Esa decisión que tomó mi viejo hizo que mi mamá no quisiera estar más ahí. Además de que era un lugar lleno de incomodidades resulta que ahora la dueña era la hija que mi papá había tenido con otra mujer. 

Luego, Claudia decidió que esa casa se la pasaría a sus dos hermanas, Natalia y Lorena.

Hace muchos años, quizás más de 30, un ex empleado de mi papá se presentó en diciembre.

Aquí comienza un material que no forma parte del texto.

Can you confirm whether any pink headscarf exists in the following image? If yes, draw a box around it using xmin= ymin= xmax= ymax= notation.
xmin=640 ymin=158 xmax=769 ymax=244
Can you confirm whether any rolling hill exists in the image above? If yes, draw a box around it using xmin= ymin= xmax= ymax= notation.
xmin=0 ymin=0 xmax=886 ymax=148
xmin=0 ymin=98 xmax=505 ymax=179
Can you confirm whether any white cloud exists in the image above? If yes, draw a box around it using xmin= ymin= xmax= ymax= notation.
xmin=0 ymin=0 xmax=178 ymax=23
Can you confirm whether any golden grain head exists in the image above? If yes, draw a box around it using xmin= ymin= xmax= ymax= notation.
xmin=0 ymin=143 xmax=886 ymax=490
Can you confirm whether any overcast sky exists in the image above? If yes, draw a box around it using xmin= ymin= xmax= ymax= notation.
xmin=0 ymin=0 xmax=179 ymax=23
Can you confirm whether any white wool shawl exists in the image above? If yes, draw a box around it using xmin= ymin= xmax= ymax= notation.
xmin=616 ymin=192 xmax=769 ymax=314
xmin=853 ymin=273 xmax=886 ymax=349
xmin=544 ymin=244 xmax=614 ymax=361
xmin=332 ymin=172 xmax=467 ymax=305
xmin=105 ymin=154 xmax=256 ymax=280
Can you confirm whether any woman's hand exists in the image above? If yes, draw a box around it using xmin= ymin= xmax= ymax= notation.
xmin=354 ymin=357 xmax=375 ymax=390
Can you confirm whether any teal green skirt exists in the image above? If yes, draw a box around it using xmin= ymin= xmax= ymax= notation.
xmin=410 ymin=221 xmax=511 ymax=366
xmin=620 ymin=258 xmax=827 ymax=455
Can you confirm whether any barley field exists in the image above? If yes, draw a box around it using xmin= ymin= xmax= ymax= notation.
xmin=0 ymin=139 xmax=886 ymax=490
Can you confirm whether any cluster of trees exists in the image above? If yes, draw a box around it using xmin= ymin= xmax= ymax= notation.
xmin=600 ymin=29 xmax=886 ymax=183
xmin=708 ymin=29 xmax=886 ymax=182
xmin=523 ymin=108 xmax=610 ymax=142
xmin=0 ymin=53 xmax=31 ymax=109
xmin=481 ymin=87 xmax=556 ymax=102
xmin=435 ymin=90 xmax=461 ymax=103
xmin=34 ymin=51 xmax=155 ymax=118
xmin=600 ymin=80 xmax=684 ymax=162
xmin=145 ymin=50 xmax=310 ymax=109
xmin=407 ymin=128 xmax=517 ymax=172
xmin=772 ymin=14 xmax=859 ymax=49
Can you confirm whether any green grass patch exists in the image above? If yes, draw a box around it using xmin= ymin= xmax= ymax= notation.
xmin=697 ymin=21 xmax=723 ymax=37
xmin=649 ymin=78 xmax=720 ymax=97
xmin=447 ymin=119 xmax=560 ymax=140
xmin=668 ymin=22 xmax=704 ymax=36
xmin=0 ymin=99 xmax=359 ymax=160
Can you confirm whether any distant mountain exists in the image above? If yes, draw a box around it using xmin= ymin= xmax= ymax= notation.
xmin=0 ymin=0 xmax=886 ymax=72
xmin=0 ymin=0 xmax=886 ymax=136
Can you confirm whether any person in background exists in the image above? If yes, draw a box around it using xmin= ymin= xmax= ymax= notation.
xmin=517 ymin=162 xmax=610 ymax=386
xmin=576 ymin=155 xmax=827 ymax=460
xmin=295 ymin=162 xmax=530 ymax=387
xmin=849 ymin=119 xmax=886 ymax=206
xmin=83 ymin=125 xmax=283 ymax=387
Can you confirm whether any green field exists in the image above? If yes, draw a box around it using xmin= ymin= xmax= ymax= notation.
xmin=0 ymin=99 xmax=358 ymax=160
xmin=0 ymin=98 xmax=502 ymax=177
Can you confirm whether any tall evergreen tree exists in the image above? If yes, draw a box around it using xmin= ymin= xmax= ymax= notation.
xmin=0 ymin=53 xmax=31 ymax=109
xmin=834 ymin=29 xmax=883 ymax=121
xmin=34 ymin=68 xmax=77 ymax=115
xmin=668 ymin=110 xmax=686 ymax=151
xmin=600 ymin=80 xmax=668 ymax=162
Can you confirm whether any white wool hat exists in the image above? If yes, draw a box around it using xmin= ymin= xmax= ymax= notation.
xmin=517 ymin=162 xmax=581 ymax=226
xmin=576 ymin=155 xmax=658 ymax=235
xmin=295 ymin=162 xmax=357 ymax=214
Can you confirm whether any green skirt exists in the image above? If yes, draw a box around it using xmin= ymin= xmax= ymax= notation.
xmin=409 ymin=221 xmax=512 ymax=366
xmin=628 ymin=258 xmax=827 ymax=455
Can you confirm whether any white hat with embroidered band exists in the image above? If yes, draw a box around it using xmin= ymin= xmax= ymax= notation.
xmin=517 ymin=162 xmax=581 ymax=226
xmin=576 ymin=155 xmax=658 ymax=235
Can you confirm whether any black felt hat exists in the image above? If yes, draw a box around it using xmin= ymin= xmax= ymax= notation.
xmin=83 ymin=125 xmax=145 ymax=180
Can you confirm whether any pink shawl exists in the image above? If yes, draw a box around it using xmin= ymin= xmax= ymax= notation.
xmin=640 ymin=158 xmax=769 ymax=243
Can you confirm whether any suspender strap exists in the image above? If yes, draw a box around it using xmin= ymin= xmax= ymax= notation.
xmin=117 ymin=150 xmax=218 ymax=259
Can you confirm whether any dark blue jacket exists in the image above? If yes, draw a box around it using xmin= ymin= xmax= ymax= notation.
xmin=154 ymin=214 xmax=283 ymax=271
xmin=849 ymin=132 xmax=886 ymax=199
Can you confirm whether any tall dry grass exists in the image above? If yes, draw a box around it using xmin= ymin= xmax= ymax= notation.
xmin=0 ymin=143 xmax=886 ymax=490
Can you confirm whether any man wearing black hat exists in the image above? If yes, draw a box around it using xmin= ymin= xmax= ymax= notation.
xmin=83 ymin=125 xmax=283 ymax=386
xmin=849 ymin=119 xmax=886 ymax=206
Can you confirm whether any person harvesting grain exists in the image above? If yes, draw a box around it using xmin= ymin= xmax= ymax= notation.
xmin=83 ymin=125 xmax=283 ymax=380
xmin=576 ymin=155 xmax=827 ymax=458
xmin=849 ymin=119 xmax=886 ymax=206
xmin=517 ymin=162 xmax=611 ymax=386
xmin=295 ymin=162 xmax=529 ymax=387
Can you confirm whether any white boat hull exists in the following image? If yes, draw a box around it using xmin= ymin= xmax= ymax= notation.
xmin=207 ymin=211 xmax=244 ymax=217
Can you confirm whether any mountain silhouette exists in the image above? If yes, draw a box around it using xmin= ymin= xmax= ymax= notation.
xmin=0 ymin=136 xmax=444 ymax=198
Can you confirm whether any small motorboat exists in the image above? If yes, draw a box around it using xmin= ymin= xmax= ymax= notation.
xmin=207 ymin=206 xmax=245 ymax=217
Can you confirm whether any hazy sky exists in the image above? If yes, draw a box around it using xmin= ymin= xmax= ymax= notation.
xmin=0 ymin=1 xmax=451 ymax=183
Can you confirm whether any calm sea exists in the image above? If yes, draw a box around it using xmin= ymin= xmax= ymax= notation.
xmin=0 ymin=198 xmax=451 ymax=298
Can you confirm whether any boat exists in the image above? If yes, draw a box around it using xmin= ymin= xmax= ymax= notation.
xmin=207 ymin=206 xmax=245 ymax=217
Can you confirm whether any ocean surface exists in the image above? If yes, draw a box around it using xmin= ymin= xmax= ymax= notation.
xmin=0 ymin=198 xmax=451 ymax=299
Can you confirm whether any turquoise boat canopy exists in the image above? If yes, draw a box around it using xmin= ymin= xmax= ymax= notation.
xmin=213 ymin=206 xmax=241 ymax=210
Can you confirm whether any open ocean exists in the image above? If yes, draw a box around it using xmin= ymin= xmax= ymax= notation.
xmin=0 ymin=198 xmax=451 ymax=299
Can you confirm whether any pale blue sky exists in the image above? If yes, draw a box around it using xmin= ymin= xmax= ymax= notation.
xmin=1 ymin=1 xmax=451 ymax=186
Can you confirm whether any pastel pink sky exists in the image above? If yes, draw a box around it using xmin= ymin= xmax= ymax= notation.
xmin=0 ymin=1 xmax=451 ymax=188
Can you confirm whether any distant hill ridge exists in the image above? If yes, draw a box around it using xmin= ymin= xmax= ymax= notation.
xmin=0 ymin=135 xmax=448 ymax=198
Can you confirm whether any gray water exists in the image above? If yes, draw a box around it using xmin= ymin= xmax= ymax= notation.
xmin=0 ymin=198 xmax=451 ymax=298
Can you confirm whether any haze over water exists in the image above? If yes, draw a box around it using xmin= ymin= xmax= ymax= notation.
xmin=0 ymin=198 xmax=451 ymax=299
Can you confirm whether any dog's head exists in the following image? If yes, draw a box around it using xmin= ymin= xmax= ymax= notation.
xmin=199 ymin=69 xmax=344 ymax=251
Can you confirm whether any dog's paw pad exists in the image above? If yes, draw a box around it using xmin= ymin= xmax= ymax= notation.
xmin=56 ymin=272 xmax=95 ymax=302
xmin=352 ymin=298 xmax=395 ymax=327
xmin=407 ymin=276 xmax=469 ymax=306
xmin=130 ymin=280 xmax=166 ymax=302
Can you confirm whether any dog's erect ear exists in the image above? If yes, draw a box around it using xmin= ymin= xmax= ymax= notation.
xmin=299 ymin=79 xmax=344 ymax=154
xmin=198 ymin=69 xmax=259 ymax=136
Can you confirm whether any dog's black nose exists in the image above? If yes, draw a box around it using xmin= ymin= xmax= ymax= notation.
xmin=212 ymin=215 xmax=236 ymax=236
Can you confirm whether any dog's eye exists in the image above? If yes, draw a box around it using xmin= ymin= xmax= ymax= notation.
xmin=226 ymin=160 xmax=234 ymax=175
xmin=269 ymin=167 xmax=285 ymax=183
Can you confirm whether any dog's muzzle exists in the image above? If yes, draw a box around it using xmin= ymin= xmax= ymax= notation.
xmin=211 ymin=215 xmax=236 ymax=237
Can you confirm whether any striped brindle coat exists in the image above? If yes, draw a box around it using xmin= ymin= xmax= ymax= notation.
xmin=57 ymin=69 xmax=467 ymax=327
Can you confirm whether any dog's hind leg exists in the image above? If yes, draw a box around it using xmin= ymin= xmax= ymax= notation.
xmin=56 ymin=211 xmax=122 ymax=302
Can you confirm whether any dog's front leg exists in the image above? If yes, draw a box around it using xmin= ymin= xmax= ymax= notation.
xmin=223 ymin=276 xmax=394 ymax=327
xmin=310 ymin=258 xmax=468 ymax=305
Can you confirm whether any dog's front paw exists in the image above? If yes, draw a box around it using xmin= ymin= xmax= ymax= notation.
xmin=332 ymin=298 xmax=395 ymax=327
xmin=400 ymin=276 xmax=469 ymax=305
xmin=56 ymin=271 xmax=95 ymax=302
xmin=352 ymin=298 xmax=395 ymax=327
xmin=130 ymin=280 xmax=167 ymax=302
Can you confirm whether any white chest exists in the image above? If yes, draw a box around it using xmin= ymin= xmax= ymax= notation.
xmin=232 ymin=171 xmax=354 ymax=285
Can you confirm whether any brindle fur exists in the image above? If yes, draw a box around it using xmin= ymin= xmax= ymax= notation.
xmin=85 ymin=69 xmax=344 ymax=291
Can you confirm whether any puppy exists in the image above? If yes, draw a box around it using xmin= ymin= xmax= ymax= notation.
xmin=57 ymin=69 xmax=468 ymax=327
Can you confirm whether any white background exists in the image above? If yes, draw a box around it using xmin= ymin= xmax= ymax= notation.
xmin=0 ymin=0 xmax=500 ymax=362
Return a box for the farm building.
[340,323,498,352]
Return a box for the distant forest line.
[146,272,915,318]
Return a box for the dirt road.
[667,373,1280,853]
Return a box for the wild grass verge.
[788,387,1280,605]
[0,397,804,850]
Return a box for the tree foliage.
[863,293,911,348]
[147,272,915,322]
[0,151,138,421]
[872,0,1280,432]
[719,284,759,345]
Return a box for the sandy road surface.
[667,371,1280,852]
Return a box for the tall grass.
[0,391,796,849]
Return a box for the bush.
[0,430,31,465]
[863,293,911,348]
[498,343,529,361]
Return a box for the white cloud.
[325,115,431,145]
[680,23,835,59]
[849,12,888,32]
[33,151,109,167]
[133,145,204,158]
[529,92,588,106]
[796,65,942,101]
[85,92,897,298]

Volvía del Chaco con su señora y una beba recién nacida, pidiendo ayuda porque no tenía un lugar para vivir.

Mi papá, que siempre fue muy generoso fuera de la familia, le ofreció la casita de enfrente ya que estaba deshabitada.

Hoy esa familia sigue viviendo en la casa y además alega que es suya!

Años de juicio de desalojo que nunca tuvieron una resolución, esa es la justicia argentina.

Yo ingenuamente, en mi última visita a La Salada en el 2022, le pregunté a esa "bebé", que hoy ya es madre de varios hijos, si podía visitar la casa.

Me hacía ilusión, aunque sea volver a ver el piso, ya que supongo que habrán hecho muchos cambios, aunque desde Google Earth la casa parece haber mantenido las mismas dimensiones.

Esa “bebé” me atacó, me insultó, me dijo si yo estaba mal de la cabeza por querer entrar a “su casa”, ¡cómo iba yo a molestar a su gente! 

Creo que si no hubiera sido por su madre hasta me hubiera pegado, me decía que yo no tenía ningún derecho.

La bronca me hizo brotar las lágrimas.

La madre me pedía disculpas, me agradecía la bondad de mi viejo, y hasta ahí llegó.

La casita de enfrente no es un lugar que me genere lindo recuerdos, pero me hubiera gustado despedirme.

A la casa de la Abuela en cambio he vuelto cada vez que he podido. La casa sigue casi igual, aunque las inclemencias de la La Salada la han dejado bastante malherida. 

Pero yo soy feliz con solo poner mis pies sobre esas baldosas que me llevan a mi niñez.